This addictive sport combines lung-bursting climbs with heart-in-mouth off-piste descents along with airy arêtes and steep couloirs negotiated on foot (with skis on the pack).
Imagine the best ski-tour you've ever done covered at many times the speed complete with tour de France style spectators, large cowbells and more than enough lycra to supply the royal ballet for several seasons! It is a well established sport in the Alps and interest from British participants that has been growing year on year. Famous races such as the French Pierramenta and the Swiss Patrouille des glaciers are highlights in an increasingly busy calendar.
The inaugural British championships will take place as part of an established race – The Cols et Cimes Hauts [high cols and summits], starting from the top of the Chamonix-Planpraz telepherique.
British participants will compete in the main race, but will be eligible for British championship titles. The race involves 1800m of ascent over multiple climbs and descents, contested as individuals (many races are in teams of 2 or 3).
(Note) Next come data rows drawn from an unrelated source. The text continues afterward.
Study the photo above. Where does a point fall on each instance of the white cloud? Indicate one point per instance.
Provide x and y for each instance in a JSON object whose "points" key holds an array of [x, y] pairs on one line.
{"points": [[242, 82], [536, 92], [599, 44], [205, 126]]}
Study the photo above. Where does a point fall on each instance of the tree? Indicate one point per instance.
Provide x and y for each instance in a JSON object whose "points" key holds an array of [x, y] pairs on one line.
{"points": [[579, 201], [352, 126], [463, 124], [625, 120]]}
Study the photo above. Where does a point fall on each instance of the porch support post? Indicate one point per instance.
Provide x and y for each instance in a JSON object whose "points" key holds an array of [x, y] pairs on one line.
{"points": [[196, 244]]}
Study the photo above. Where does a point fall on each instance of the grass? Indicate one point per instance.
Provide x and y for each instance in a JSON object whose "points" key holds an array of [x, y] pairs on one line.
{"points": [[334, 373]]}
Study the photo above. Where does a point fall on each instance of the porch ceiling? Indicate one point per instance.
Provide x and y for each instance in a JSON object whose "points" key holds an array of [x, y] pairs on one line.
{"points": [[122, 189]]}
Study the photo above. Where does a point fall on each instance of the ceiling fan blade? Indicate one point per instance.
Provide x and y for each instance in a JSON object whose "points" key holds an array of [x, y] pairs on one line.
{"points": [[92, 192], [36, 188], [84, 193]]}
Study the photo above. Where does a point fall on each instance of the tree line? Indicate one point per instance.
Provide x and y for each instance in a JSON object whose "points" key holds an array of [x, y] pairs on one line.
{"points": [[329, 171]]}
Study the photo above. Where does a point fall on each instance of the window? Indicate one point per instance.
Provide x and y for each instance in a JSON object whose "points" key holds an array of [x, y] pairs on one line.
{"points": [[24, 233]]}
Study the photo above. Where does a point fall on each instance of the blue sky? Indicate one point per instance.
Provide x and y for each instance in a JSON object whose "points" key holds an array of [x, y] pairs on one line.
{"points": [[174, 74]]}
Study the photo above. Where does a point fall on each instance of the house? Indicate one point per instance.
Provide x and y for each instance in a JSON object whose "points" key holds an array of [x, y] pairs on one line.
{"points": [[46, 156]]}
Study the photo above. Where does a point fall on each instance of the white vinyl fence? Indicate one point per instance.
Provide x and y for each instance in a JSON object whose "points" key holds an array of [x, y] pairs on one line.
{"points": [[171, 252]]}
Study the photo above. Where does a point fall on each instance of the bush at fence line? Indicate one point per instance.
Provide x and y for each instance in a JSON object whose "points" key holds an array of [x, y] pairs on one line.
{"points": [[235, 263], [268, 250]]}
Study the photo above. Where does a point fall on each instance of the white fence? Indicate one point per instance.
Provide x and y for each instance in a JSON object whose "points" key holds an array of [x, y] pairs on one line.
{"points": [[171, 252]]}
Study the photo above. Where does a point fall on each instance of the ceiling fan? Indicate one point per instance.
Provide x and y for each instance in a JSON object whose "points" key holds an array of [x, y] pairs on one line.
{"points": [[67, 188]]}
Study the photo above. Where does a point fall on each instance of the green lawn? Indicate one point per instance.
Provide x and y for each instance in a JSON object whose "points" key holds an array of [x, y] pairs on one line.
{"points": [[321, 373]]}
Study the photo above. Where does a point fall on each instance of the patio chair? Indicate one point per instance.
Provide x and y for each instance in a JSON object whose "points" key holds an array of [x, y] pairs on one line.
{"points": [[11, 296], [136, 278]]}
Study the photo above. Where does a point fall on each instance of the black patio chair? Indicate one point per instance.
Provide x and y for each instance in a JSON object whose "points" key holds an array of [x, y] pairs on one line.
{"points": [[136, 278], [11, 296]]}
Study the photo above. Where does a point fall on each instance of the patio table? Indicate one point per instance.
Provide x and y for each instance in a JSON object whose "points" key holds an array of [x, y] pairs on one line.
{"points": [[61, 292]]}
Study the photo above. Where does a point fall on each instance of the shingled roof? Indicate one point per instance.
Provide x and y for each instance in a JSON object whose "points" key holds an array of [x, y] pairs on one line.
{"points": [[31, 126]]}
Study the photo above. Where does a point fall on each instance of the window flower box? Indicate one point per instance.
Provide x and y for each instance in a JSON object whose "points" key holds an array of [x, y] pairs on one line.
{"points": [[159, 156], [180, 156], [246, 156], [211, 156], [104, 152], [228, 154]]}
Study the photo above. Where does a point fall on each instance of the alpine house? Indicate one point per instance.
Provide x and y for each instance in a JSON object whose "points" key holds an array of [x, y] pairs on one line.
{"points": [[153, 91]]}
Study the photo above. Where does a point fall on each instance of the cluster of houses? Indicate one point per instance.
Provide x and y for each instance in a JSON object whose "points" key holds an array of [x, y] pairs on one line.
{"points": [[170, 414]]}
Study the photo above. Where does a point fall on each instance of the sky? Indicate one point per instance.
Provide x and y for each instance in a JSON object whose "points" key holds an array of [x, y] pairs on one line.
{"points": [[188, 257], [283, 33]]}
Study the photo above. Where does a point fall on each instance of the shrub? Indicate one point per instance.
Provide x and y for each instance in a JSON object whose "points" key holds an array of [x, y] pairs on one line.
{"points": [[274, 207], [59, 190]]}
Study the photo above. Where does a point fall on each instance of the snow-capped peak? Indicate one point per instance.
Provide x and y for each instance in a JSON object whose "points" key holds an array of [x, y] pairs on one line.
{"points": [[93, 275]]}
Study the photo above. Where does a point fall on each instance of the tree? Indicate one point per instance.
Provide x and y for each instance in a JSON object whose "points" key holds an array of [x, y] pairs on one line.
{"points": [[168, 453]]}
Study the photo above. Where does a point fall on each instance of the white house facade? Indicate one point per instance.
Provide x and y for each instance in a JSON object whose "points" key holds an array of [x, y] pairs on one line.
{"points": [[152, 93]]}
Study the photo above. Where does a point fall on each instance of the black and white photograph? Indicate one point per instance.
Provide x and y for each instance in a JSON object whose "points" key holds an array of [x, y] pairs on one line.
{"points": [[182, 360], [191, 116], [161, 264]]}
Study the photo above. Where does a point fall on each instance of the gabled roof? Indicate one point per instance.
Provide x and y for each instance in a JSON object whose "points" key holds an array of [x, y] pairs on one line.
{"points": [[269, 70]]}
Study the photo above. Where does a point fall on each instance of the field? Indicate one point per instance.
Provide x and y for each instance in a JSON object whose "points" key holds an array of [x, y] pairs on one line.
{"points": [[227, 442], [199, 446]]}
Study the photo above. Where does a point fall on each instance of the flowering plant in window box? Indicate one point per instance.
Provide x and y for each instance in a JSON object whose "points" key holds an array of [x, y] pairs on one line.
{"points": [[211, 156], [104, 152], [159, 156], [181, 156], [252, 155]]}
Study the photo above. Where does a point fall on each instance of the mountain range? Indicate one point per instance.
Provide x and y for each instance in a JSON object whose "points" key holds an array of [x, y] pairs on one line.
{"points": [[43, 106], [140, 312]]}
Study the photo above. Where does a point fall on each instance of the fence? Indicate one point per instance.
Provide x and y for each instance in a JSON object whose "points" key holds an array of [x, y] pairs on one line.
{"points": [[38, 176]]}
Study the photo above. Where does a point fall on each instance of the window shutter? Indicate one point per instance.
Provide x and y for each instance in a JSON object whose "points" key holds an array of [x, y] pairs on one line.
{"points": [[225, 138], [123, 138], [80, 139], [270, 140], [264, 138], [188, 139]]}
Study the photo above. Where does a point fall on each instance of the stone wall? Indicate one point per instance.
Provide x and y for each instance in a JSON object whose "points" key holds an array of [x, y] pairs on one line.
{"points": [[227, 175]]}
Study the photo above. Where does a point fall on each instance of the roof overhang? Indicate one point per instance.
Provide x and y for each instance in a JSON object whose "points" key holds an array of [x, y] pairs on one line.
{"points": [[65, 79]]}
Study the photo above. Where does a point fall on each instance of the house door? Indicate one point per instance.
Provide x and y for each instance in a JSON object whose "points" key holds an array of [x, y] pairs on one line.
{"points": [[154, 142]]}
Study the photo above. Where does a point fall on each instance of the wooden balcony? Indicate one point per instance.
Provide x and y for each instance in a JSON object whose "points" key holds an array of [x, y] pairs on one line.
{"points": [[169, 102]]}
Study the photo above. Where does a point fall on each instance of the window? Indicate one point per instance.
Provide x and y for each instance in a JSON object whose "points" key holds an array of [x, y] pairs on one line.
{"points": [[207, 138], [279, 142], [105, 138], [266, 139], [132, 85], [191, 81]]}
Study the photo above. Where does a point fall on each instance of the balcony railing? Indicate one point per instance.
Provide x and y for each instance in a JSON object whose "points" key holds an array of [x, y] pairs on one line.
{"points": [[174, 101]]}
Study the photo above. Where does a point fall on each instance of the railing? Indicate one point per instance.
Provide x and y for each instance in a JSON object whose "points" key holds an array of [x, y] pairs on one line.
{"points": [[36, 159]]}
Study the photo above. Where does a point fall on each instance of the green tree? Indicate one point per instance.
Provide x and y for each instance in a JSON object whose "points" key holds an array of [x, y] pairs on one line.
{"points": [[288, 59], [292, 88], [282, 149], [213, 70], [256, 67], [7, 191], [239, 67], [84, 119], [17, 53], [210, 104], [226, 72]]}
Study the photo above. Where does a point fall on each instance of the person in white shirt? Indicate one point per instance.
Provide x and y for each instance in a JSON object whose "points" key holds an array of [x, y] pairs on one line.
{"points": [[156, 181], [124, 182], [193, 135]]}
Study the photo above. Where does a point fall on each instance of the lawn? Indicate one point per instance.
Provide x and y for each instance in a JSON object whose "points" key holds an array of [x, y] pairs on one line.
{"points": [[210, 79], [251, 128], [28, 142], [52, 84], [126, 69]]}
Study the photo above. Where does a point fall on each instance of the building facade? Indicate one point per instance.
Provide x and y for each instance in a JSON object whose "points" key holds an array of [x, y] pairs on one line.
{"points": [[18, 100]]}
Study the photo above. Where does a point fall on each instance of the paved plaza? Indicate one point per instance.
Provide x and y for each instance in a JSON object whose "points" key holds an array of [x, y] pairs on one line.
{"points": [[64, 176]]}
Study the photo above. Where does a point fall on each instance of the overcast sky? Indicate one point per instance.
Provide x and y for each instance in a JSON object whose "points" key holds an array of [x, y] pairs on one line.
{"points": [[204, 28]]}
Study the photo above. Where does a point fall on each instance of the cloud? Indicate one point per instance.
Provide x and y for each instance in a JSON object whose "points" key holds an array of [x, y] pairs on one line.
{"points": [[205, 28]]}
In order to do well you'll have to be not only fit, but also able to quickly transition between skins on/skins off/skis on feet/on pack/crampons on, etc.!
To enter, please click here, you need a license to enter races in France, but it is possible to buy one for the day (click on "je ne suis pas licencié FFME").
In order to be considered for the British championships please email team manager Es Tresidder so that a list of who is racing can be kept. Please take note of the list of required equipment.
NB: This is a completely amazing sport, certainly the most exciting form of racing I've ever done, but requires a good level of technical ability to take part safely. Please do not enter this race unless you are a very competent and experienced ski-mountaineer.
Ski-mountaineering race organisers expect competitors to be self-sufficient and the terrain can be very technical. Add to this exhaustion from high-speed ascents and the descents can be very challenging indeed. Some of the ridge sections can be considered as serious mountaineering, often without a safety line in place.